TV production is innovative, cultural, and carbon-intensive. According to BAFTA Albert’s Accelerate 2025 report, the industry generated 174,437 tonnes of CO₂e in 2024 — equivalent to the annual carbon footprint of 40,000 citizens. The Paris Agreement’s 1.5°C goal calls for all sectors to halve emissions by 2030.
Sustainability cannot be the responsibility of one or two people: everyone has a role to play. We must accelerate our efforts to meet the scale of the climate challenge.




Phase 1–2 (Pre-Production): Appoint an Eco Supervisor, set a carbon budget alongside the financial budget, and conduct green script analysis. Phase 3 (Principal Filming): Deploy EV fleets, battery/HVO generators, LED lighting — reducing energy consumption by up to 75%. Phase 4 (Post-Production): Cloud-based editing and digital delivery. Phase 5 (Distribution): Digital-first release eliminates physical media waste.

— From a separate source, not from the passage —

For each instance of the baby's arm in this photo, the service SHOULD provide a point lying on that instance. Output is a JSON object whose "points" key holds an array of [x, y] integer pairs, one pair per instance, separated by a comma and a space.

Over 80% of Netflix members watch content that helps them better understand climate issues. When that reach is combined with purpose-driven storytelling, television becomes one of the most powerful levers for accelerating public understanding and acceptance of sustainable behaviour change.

Green television production has moved decisively from aspiration to measurable action. Emissions are falling. Virtual production technology, cloud workflows, and renewable energy systems are removing barriers to sustainable practice. The pathway forward demands a three-part commitment: measure all emissions through certified tools; reduce systematically through the five pillars; and report transparently — sharing learnings freely so every production that follows can build on what came before.